European SCPIs — Foreign Tax Relief
SCPIs invested in Germany, Netherlands, Spain etc. benefit from tax treaties: foreign income is often taxed only in the source country (usually at lower rates) and exempt from French income tax, though social charges still apply. This can significantly improve the net yield for French investors in the 41–45% bracket.
Risks to Know
| Risk | Level | How to manage it |
|---|---|---|
| Capital loss | Medium | Diversify across several SCPIs, long horizon |
| Illiquidity | Medium-High | Only invest money you won't need for 10+ years |
| Vacancy / falling rents | Medium | Choose SCPIs with high occupancy & reserve funds |
| Property market downturn | Medium | Diversify geographically (European SCPIs) |
| Manager failure | Low | Prefer AMF-regulated managers with 10+ yr track record |
| Regulatory changes | Low-Medium | Monitor tax law changes (especially via life insurance) |
Our Verdict: For Whom Are SCPIs Right?
SCPIs are a good fit if you:
- Have a 10+ year horizon and won't need the capital in the medium term
- Want real estate exposure without landlord headaches
- Are in a 30%+ tax bracket and want to invest via life insurance for tax efficiency
- Already have your emergency fund and some stock market exposure
- Can start with at least €5,000–€10,000 to achieve meaningful diversification
SCPIs are NOT right if you:
- Need the money within 5 years
- Are looking for maximum growth (ETFs typically outperform over 15+ years)

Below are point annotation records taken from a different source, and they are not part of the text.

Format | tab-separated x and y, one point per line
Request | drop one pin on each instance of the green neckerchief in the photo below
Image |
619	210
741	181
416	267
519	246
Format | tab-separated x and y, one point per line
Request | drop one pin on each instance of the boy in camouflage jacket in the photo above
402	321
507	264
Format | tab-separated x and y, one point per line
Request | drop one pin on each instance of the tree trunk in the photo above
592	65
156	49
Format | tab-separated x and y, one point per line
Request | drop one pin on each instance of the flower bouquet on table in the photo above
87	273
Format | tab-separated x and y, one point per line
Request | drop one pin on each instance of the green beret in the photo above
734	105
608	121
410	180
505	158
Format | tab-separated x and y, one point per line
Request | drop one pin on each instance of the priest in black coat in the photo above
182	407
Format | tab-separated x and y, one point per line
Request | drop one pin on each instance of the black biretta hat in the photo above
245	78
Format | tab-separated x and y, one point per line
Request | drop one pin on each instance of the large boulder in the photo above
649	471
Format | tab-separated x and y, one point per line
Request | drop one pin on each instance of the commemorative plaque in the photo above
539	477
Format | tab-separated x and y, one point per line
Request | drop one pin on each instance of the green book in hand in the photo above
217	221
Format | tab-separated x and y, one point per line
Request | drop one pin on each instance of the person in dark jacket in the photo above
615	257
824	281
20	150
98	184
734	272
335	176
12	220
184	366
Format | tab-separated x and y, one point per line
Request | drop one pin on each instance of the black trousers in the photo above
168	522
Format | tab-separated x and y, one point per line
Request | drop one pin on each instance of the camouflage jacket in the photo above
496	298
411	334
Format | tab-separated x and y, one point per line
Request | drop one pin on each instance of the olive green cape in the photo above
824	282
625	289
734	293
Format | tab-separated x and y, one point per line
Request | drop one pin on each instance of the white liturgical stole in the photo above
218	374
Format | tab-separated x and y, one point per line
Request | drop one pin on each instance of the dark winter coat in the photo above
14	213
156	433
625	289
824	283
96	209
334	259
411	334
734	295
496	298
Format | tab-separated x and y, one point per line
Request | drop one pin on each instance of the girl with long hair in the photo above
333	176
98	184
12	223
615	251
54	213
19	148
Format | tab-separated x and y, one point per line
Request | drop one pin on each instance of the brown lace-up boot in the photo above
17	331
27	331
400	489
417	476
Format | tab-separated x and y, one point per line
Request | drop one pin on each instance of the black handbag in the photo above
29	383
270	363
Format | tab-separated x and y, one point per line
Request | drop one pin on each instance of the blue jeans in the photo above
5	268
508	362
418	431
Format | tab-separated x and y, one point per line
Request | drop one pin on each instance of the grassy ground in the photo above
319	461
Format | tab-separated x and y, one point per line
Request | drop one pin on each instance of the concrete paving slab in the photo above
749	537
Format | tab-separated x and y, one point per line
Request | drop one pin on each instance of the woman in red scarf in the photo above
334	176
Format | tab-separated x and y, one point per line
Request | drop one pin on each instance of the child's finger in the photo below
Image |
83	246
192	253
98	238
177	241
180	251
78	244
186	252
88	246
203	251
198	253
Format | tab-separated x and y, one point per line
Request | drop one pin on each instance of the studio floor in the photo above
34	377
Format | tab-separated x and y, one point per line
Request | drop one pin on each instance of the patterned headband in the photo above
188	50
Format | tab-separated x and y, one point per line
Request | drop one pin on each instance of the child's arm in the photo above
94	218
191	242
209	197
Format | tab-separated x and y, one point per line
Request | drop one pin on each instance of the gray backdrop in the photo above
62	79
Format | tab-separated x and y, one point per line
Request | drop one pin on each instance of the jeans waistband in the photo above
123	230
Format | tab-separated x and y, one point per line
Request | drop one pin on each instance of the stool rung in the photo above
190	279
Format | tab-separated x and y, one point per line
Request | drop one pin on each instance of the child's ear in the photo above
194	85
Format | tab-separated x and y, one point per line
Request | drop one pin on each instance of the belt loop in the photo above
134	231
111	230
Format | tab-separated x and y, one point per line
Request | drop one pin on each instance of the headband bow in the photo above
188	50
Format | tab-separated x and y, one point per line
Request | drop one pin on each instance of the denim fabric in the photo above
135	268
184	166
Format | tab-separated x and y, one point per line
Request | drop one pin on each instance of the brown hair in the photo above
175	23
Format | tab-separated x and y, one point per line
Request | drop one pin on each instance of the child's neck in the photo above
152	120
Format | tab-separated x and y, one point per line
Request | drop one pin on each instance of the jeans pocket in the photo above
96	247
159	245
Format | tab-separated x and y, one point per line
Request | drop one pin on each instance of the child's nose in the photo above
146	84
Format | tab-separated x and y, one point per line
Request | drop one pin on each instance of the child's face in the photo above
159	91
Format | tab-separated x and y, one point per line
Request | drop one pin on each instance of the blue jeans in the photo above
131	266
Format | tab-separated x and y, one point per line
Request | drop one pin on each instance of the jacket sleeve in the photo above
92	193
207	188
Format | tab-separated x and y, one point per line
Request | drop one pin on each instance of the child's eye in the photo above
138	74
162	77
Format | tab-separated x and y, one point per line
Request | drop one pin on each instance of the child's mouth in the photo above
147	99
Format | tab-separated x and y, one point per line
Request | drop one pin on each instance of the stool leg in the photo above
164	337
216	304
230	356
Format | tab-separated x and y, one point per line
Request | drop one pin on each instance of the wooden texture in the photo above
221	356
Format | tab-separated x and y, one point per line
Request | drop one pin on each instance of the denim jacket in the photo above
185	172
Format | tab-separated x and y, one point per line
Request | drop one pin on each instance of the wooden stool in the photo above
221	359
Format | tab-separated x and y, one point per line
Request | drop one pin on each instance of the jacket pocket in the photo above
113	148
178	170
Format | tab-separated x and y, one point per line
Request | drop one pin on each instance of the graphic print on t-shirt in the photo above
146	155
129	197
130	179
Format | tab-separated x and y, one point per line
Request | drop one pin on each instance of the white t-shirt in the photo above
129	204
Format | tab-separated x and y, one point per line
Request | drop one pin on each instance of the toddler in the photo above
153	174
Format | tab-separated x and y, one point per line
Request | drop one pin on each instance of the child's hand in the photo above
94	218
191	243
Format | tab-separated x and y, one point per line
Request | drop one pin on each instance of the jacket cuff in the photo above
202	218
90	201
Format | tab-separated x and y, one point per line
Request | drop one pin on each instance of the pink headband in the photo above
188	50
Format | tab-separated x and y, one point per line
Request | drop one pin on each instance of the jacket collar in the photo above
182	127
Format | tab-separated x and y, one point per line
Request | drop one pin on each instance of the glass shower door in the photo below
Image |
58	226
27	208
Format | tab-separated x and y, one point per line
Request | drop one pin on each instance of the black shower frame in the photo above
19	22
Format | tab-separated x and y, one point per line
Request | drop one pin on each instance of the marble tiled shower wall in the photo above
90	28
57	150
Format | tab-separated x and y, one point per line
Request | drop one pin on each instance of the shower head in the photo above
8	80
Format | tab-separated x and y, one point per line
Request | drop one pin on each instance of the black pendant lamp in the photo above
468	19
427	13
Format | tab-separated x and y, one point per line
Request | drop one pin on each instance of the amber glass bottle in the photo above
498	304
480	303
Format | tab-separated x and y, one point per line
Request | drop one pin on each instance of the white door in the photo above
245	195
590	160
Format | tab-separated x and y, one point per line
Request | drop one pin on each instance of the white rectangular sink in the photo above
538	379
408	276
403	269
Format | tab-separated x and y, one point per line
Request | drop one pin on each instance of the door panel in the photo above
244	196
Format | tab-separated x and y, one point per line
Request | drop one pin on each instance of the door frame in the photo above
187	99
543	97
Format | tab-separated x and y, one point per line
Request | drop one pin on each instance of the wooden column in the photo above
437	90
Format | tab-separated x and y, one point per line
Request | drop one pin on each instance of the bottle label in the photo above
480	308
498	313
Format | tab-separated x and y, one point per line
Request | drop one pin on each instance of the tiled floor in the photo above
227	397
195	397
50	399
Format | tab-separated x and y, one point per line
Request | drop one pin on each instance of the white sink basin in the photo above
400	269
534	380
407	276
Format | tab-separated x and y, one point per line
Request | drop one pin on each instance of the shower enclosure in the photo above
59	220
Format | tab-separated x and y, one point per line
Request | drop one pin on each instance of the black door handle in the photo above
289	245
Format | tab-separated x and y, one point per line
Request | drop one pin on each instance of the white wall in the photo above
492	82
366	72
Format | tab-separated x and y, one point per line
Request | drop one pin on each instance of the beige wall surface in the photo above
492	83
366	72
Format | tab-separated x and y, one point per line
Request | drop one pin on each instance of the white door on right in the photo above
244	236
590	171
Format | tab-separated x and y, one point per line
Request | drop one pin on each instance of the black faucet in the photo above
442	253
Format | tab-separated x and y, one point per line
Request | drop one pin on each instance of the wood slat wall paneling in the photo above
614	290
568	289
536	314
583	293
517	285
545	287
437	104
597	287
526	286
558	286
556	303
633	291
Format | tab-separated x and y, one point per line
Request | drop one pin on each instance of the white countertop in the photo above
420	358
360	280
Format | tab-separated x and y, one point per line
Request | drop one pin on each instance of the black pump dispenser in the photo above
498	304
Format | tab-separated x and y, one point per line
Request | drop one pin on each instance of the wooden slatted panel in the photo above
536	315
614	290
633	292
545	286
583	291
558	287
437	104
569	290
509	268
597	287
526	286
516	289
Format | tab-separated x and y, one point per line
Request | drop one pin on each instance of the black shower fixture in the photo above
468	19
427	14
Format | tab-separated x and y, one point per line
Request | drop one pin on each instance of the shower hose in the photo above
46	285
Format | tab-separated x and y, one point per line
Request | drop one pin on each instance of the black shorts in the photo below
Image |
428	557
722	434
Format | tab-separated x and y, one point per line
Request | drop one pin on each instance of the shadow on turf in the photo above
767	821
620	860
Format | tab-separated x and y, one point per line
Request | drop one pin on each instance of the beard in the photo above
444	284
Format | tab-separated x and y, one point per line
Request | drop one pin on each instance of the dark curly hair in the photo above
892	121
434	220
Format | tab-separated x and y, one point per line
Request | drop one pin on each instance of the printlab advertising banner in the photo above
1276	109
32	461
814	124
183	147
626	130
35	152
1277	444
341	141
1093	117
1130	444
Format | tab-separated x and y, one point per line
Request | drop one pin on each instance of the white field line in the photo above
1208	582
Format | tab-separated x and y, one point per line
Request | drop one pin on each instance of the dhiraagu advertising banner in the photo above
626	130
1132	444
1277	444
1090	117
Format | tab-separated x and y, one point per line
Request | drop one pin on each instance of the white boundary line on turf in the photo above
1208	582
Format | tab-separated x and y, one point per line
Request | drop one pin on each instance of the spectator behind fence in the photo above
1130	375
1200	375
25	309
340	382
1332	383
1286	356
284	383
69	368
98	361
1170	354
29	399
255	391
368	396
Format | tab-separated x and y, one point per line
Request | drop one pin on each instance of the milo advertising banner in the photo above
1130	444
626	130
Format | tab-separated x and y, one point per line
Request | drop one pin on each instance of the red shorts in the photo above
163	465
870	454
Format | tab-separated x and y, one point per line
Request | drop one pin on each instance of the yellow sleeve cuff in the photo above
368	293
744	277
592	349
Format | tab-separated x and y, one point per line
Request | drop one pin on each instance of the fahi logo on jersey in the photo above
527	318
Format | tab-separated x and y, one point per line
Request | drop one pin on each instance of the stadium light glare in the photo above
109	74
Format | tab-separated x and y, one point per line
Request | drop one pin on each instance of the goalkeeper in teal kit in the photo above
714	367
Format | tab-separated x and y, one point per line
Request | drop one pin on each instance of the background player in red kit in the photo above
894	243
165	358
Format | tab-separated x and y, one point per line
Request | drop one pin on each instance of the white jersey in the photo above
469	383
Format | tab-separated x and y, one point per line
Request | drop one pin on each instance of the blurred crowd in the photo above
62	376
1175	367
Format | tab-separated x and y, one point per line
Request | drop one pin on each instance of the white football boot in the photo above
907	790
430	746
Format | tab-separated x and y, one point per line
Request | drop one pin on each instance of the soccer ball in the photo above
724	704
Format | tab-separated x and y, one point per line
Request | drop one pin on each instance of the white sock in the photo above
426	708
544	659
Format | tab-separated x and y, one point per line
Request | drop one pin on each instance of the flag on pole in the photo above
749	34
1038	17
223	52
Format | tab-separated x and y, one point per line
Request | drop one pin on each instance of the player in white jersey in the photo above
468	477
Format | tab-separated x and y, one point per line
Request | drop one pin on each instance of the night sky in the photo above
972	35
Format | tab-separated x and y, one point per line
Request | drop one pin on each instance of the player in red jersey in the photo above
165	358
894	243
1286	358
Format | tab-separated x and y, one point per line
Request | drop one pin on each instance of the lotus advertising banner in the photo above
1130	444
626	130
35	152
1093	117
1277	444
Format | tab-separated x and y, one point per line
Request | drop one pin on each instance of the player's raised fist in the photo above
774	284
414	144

- Have no emergency fund or other liquid savings
- Are in an 11% or lower tax bracket (direct investment is very tax-inefficient)
Start with €5,000–€10,000 via life insurance in 2–3 different SCPIs (e.g. Remake Live + Corum Origin + Pierval Santé) for diversification. Avoid putting more than 10–15% of your total portfolio in SCPIs. Review performance annually and reinvest quarterly distributions.